165 Mich. 464

LARNED v. VANDERLINDE.

1. Evidence — Collateral Issue — Negligence — Dangerous Place — Stairways.

In actions for negligence it is incompetent to show that other accidents have occurred at the place of injury to show the dangerous condition of the place, as a collateral issue would be raised by the evidence.

2. Same.

Nor is evidence that no other accidents have occurred at the place competent to prove its safe condition.

8. Negligence — Stores — Duty to Guard Stairways — Merchants.
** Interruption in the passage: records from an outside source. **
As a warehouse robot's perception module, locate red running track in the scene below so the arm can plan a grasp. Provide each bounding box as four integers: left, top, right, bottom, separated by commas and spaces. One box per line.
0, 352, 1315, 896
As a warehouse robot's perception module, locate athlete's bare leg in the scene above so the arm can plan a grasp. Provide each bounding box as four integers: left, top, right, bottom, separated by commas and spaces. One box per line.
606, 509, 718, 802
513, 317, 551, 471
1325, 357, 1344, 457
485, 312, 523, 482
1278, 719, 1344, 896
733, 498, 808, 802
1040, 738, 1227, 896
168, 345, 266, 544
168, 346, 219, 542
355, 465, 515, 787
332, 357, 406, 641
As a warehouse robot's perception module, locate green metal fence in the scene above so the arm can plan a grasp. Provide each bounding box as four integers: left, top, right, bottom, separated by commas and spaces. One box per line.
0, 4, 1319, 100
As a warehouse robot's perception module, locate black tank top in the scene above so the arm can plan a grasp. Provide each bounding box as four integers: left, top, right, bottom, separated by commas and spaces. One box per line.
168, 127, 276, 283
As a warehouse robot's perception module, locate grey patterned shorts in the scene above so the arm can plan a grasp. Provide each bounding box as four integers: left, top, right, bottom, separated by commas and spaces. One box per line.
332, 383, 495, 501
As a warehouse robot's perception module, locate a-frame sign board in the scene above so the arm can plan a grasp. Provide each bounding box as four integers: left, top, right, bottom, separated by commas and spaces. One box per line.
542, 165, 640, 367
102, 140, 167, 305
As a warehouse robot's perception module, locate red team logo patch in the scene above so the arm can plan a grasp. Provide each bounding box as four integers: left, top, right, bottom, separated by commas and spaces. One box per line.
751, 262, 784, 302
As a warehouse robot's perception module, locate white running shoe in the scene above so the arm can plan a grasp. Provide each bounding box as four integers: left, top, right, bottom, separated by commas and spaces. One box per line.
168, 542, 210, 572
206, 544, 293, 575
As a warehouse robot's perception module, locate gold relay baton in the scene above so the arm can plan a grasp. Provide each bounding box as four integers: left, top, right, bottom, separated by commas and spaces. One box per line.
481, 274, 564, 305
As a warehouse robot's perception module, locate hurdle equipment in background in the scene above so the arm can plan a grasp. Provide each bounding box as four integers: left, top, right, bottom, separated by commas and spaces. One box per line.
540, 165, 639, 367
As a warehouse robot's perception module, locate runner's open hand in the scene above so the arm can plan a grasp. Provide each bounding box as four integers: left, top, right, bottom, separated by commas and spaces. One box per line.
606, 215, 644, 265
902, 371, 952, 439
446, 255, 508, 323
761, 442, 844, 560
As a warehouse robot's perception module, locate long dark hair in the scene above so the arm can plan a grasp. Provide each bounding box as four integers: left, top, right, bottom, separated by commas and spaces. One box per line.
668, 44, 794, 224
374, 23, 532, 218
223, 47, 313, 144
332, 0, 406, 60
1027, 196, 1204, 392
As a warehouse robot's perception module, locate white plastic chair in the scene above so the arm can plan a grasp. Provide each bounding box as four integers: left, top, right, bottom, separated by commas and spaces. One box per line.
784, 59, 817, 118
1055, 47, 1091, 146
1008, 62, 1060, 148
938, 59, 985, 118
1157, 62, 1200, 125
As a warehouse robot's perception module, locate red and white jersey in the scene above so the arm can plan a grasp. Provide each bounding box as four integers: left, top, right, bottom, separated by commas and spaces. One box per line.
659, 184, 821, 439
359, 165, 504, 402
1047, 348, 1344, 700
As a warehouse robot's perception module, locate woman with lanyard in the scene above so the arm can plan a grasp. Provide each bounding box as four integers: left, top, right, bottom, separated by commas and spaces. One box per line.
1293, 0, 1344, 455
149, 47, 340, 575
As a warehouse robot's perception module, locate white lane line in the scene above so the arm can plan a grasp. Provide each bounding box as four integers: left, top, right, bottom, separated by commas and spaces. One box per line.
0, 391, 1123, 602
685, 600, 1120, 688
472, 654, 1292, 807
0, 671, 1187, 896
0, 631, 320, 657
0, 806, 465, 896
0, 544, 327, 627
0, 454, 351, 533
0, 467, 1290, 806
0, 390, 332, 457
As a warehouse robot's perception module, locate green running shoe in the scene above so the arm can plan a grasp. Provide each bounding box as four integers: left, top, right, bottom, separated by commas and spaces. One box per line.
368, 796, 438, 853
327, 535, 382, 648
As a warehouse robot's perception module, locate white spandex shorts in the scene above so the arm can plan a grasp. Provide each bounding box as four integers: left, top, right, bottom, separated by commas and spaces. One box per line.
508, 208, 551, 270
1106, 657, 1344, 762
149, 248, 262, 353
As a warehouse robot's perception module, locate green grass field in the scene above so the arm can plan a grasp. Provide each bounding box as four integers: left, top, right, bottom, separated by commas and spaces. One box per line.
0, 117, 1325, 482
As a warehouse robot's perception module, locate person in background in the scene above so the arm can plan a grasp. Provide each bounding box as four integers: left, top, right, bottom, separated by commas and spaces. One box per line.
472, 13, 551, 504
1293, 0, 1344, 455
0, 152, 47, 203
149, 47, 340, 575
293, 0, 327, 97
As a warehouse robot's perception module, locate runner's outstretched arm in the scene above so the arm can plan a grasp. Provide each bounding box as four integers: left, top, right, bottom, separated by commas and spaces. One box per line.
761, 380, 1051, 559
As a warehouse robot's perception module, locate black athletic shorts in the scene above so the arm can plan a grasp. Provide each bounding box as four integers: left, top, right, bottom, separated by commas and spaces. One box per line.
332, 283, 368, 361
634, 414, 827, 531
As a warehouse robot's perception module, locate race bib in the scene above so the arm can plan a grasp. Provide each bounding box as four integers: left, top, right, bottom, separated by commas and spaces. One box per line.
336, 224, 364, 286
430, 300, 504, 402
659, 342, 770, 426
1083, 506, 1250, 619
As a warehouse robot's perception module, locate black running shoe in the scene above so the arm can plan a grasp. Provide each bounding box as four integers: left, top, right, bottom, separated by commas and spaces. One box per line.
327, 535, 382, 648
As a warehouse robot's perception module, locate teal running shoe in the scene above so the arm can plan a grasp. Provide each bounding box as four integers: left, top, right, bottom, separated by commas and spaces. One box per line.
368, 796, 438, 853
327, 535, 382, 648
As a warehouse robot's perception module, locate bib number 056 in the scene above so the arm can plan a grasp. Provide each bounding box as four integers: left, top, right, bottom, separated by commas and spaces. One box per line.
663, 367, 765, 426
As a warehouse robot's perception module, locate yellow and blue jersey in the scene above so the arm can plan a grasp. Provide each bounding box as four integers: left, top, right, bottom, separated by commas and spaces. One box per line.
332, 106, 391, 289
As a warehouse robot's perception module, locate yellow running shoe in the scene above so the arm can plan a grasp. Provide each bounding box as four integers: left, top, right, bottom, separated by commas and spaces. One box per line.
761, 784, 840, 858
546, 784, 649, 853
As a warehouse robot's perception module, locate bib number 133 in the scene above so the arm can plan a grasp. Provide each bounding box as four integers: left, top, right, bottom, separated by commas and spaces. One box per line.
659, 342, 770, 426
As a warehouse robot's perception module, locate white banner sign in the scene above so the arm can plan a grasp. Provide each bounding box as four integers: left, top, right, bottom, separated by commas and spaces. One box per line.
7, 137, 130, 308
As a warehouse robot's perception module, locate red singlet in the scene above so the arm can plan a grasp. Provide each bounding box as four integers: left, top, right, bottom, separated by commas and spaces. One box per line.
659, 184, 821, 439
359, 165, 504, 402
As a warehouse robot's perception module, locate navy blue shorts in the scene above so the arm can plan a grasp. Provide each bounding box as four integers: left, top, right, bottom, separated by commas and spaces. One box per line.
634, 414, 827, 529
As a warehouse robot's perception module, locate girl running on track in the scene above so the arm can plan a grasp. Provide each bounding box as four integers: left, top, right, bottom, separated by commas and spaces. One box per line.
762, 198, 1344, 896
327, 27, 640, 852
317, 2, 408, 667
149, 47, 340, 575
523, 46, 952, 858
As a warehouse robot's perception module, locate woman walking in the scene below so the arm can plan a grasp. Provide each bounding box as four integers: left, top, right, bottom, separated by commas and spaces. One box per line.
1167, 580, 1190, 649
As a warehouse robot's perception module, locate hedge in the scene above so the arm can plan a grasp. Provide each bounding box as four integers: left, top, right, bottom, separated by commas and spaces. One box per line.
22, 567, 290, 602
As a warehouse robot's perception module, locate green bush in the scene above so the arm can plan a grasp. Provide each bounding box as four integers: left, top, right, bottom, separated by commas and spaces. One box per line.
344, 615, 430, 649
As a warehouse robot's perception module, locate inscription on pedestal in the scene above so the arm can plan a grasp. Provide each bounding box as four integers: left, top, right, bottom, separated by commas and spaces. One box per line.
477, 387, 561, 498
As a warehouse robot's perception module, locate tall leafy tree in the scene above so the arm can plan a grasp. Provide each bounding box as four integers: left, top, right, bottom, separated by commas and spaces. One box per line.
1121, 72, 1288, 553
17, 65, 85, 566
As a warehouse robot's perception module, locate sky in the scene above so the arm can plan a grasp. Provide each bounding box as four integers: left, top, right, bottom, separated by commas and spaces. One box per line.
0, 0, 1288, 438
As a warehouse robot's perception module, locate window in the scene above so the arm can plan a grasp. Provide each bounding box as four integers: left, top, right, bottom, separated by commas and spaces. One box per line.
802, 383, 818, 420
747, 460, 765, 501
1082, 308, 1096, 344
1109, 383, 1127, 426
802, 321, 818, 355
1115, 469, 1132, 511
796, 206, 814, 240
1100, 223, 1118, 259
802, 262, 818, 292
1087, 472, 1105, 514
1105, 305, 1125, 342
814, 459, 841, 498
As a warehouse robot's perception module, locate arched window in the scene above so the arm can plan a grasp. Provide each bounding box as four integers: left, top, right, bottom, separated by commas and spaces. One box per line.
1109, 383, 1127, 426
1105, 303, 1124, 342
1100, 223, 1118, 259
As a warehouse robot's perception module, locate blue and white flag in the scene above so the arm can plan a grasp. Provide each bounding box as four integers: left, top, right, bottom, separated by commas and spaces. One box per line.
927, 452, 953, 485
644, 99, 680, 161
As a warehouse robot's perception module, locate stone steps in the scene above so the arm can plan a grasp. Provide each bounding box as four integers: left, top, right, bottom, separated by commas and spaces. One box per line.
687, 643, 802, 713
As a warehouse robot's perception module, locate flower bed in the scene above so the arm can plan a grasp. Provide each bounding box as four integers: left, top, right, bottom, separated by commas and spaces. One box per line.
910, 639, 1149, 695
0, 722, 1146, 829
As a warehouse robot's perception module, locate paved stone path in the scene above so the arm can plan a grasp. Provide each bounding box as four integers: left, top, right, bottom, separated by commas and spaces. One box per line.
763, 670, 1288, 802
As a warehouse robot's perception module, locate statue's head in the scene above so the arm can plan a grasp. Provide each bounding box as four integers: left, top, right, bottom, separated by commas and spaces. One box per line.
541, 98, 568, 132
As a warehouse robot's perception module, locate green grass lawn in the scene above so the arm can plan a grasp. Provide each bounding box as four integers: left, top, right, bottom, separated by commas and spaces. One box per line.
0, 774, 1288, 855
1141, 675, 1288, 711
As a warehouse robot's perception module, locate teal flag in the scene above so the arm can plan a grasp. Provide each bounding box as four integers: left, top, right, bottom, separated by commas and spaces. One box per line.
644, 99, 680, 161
Where a customer fell down a stairway at the end of a show counter in the back part of defendant’s store, in the daytime, and brought action claiming that the place was dark, a request to instruct the jury that if defendant neglected to place guards at the stairway or to warn plaintiff of the danger, she would be entitled to recover, was properly refused, because plaintiff’s obligation to use due care was omitted.

4. Same.

Plaintiff was not entitled to an instruction that she was not guilty of contributory negligence even though she might have seen the opening if she had looked, based on the theory *465that every one may assume that the floor of a store which he enters is safe.

5. Same — Charge.

An instruction that the evidence showed plaintiff’s sight was good was not erroneous because of the fact that plaintiff else. where testified that her eyes blurred, after she had admitted that her eyesight was good.

6. Same.

It was not negligence for a storekeeper to omit to place a gate or bar before a stairway in plain sight and out of the place where customers are expected to go.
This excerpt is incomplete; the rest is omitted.